We introduce two variants of proper vertex colourings with imposed
partial ordering on the set of colours. One variant shows close
connections to a fundamental problem in graph theory (directed graph
homomorphism). We study the border between tractability and
intractability for both variants.
We will assume that the vertices of a graph G are integers
from 1 to |V(G)|, and this vertex set will be
considered as a completely ordered set. The set of colours also comes
with a prescribed ordering C=(C,≤), but is only
required to form a partially ordered set. An ordered colouring
of G is a proper vertex colouring with colours
from C satisfying additional requirements.

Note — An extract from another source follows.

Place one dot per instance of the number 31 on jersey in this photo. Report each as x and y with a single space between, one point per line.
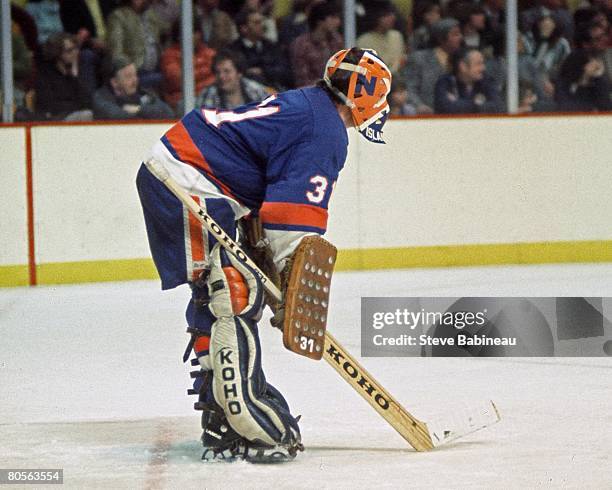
317 195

In the first type of ordered colouring, for every two colours
a,b in C with
a ≤ b we require that every vertex
coloured a is smaller than every vertex
coloured b (according to the complete order of the vertex
set). In the second variant, for every two colours
a,b in C with
a ≤ b, the requirement that a
vertex u coloured a is smaller than a
vertex v coloured b is imposed only
if u and v are adjacent in G.
Our main interest in this talk will be complexity issues: for a fixed
colour poset C=(C,≤), how easy is it to check if a
given graph G allows one of the types of ordered colourings
above.
(This is joint work with Arvind Gupta, Ján Maňuch, Ladislav
Stacho, and Xiaohong Zhao (Simon Fraser University, Canada).)